Brent touching down to the 200dma. Brent crude traded down for a fifth day yesterday with a decline of 0.4% to USD 70/b.  This morning it has traded as low as USD 78.6/b and touched down and tested the 200dma at USD 78.6/b before jumping back up and is currently trading up 0.2% on the day at USD 79.1/b.

Bjarne Schieldrop, Chief analyst commodities, SEB
Bjarne Schieldrop, Chief analyst commodities, SEB

The Dubai 1-3mth time-spread is holding up close to recent highs. The 1-3mth time spreads for WTI and Brent crude have eased significantly. The Dubai 1-3mth spread is however holding up close to latest high. Indian refiner Bharat is reported to struggle to get Russian crude for March delivery (Blbrg). The Biden-sanctions are clearly having physical market effects. So, the Dubai 1-3mth time-spread holding on to recent high makes a lot of sense. I.e. it was not just a spike on fears.
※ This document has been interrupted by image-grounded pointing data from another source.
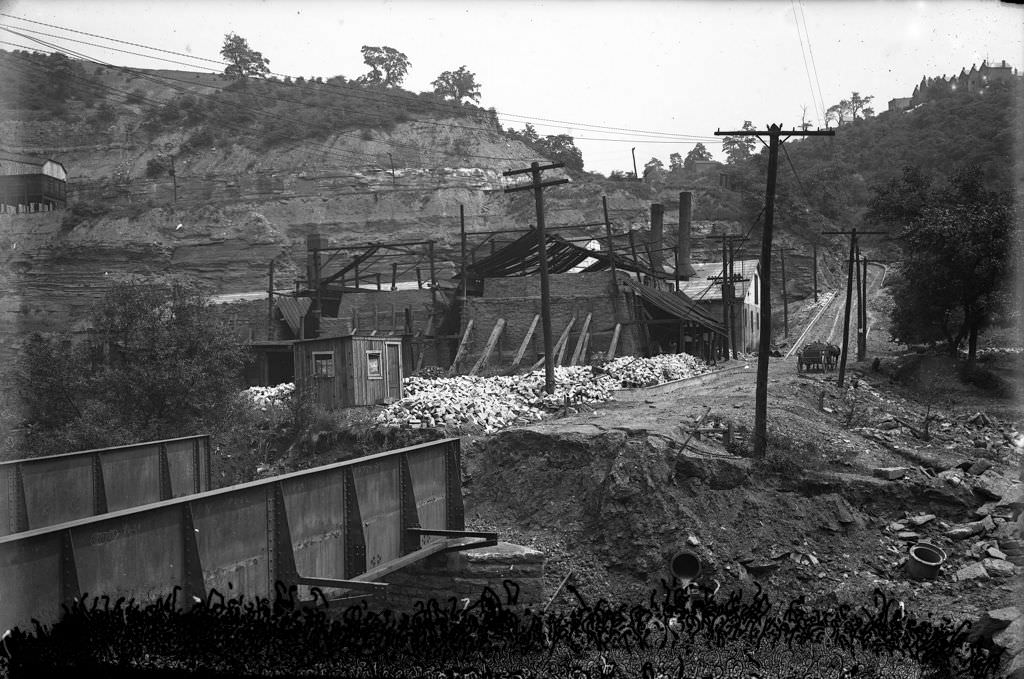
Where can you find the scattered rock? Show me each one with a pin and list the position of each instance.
(993, 622)
(995, 553)
(971, 571)
(998, 567)
(979, 467)
(890, 473)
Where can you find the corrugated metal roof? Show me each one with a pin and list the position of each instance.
(699, 288)
(293, 308)
(521, 257)
(679, 305)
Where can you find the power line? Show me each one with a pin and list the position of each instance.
(796, 18)
(369, 94)
(810, 49)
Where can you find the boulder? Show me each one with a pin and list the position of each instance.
(993, 622)
(971, 571)
(998, 567)
(890, 473)
(979, 467)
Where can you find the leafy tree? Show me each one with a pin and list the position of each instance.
(953, 282)
(697, 153)
(738, 149)
(243, 60)
(387, 66)
(561, 149)
(155, 364)
(458, 85)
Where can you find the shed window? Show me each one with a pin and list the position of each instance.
(323, 364)
(375, 366)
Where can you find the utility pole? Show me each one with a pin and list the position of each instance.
(862, 337)
(785, 297)
(537, 185)
(814, 271)
(174, 179)
(849, 295)
(764, 344)
(462, 241)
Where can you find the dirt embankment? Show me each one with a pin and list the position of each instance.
(613, 494)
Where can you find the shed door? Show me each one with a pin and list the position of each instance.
(392, 352)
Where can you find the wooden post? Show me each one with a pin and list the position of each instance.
(611, 259)
(462, 347)
(495, 334)
(814, 271)
(557, 347)
(574, 359)
(269, 303)
(462, 242)
(525, 342)
(614, 342)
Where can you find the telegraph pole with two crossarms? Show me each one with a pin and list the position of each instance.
(538, 186)
(853, 263)
(774, 132)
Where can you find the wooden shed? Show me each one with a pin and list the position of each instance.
(352, 370)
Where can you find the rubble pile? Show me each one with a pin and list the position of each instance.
(634, 372)
(263, 397)
(495, 402)
(492, 402)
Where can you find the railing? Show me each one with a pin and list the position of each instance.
(339, 527)
(52, 490)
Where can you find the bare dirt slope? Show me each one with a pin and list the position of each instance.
(612, 494)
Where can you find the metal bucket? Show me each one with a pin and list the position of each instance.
(685, 566)
(925, 560)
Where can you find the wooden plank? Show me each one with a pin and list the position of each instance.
(614, 342)
(423, 345)
(495, 334)
(462, 347)
(559, 345)
(525, 342)
(583, 336)
(586, 349)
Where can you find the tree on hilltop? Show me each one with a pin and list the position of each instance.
(738, 149)
(697, 153)
(243, 60)
(458, 85)
(387, 66)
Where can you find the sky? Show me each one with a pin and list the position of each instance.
(611, 71)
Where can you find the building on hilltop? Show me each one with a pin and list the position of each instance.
(975, 81)
(32, 184)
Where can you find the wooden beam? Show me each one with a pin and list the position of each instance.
(495, 334)
(586, 348)
(525, 342)
(583, 336)
(558, 345)
(563, 342)
(462, 347)
(423, 346)
(614, 342)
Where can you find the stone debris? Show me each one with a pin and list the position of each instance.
(998, 567)
(496, 402)
(890, 473)
(971, 571)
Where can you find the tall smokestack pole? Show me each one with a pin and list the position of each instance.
(656, 238)
(684, 269)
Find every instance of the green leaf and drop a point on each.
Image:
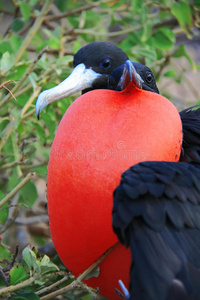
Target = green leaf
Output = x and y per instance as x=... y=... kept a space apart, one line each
x=25 y=10
x=5 y=256
x=182 y=12
x=137 y=5
x=15 y=41
x=17 y=274
x=7 y=61
x=161 y=41
x=3 y=210
x=181 y=51
x=17 y=24
x=150 y=53
x=25 y=296
x=170 y=73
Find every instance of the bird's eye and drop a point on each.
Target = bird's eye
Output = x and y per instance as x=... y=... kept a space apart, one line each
x=105 y=64
x=149 y=77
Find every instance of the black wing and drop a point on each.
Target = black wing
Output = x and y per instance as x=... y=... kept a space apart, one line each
x=190 y=118
x=157 y=214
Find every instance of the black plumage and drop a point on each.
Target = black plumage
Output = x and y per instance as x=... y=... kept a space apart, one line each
x=156 y=213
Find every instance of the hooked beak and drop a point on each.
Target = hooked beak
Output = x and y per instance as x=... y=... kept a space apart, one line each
x=80 y=79
x=130 y=74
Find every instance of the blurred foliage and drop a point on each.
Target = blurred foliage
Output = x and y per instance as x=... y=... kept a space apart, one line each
x=37 y=41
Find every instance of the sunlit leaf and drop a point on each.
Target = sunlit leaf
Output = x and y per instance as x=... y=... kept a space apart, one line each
x=17 y=274
x=183 y=14
x=17 y=24
x=6 y=61
x=25 y=10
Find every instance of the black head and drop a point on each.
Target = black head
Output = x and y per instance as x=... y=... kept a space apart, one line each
x=144 y=72
x=103 y=58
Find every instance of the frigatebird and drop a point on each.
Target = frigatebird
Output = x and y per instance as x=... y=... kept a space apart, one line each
x=156 y=213
x=176 y=183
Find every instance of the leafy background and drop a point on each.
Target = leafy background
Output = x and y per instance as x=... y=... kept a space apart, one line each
x=37 y=41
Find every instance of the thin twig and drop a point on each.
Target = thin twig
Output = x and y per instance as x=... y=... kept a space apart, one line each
x=76 y=283
x=17 y=286
x=33 y=30
x=26 y=74
x=30 y=101
x=75 y=11
x=28 y=177
x=52 y=286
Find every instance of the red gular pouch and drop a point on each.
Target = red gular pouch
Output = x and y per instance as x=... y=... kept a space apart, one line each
x=102 y=134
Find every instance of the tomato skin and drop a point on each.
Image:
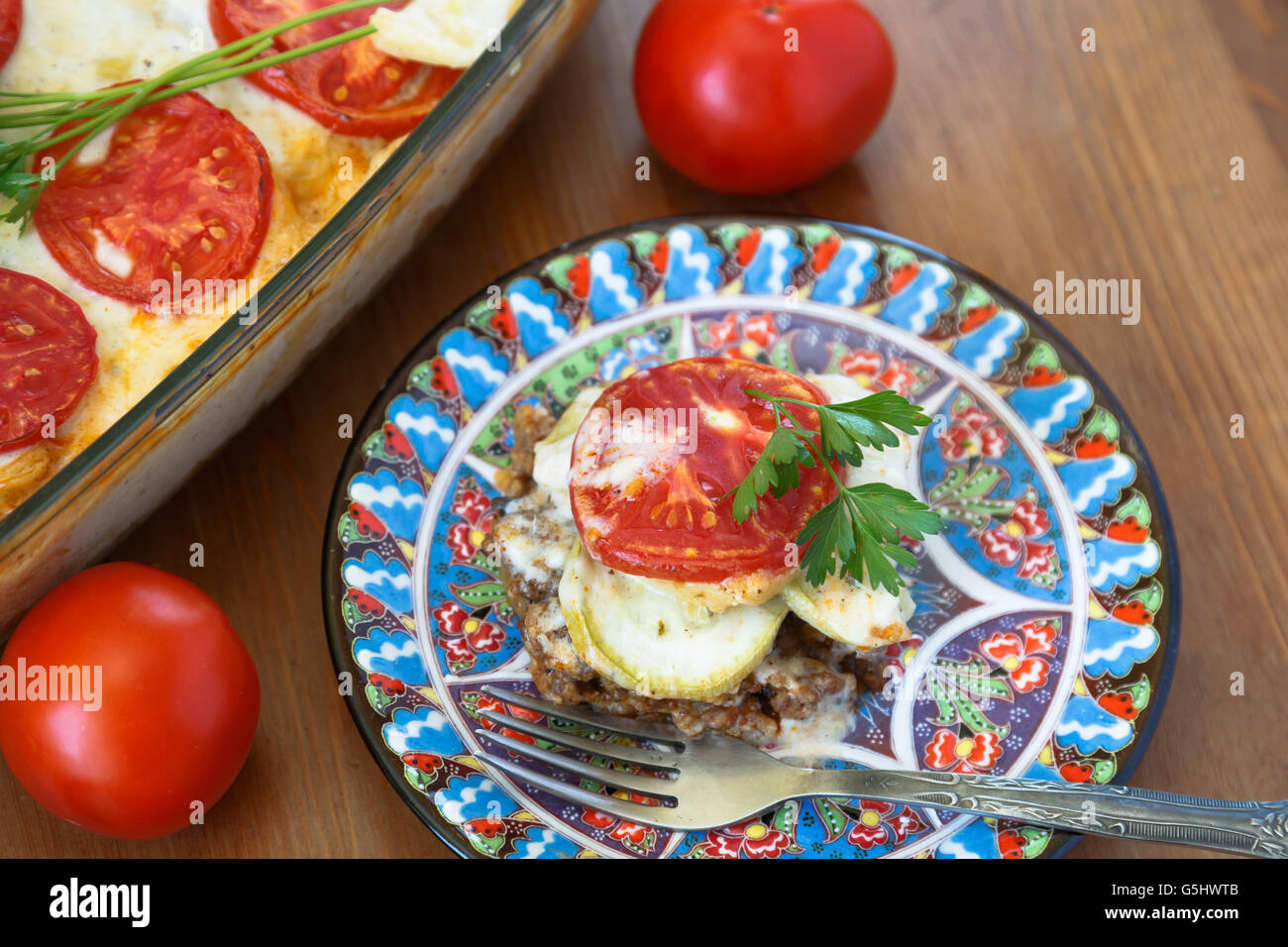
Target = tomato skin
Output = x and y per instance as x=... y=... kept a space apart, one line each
x=352 y=89
x=163 y=195
x=179 y=702
x=48 y=357
x=729 y=107
x=673 y=519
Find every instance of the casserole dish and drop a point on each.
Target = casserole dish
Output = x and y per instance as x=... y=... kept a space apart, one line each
x=142 y=458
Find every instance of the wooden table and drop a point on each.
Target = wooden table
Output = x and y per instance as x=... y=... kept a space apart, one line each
x=1111 y=163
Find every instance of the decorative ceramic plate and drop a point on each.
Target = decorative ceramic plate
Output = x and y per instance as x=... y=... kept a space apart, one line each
x=1046 y=622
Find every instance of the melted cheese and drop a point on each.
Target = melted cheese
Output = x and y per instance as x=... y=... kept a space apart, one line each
x=449 y=33
x=314 y=172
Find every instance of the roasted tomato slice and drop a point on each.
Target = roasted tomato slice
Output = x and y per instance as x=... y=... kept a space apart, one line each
x=184 y=188
x=11 y=25
x=353 y=88
x=47 y=357
x=657 y=458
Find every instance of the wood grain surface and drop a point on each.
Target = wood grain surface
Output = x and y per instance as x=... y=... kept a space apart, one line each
x=1113 y=163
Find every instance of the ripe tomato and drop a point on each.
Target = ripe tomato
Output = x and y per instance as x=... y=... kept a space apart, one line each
x=760 y=95
x=184 y=187
x=655 y=500
x=11 y=25
x=178 y=706
x=47 y=357
x=353 y=88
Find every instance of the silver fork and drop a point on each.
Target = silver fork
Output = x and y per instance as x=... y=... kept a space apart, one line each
x=708 y=783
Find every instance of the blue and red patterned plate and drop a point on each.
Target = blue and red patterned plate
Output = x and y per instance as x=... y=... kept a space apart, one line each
x=1046 y=622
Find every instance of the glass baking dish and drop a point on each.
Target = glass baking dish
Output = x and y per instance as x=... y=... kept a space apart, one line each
x=150 y=451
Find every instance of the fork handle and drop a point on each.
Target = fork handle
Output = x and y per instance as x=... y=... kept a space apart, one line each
x=1120 y=812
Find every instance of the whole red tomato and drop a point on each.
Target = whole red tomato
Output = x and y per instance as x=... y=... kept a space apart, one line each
x=178 y=694
x=760 y=97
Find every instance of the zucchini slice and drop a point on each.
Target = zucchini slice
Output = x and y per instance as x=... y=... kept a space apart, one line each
x=656 y=646
x=851 y=612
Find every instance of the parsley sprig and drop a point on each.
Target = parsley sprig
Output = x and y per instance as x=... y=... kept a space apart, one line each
x=95 y=111
x=858 y=532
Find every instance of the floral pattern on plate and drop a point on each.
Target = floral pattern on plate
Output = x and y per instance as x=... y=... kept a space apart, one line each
x=1046 y=620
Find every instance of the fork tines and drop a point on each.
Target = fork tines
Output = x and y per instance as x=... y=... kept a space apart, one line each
x=662 y=763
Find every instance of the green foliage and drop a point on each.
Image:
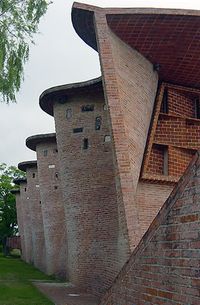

US oil inventories may have risen 6 mb last week (API). Actual data later today. The US DOE will release US oil data for last week later today. The US API last night indicated that US crude and product stocks may have risen close to 6 mb last week. This may be weighing on the oil price today.

Brent and WTI 1-3mths time-spreads have fallen back while Dubai is holding up

Brent and WTI 1-3mths time-spreads have fallen back while Dubai is holding up
Source: SEB graph and calculations, Bloomberg data

Brent crude is no longer overbought. Down touching the 200dma before bouncing back up a lilttle.

Brent crude is no longer overbought. Down touching the 200dma before bouncing back up a lilttle.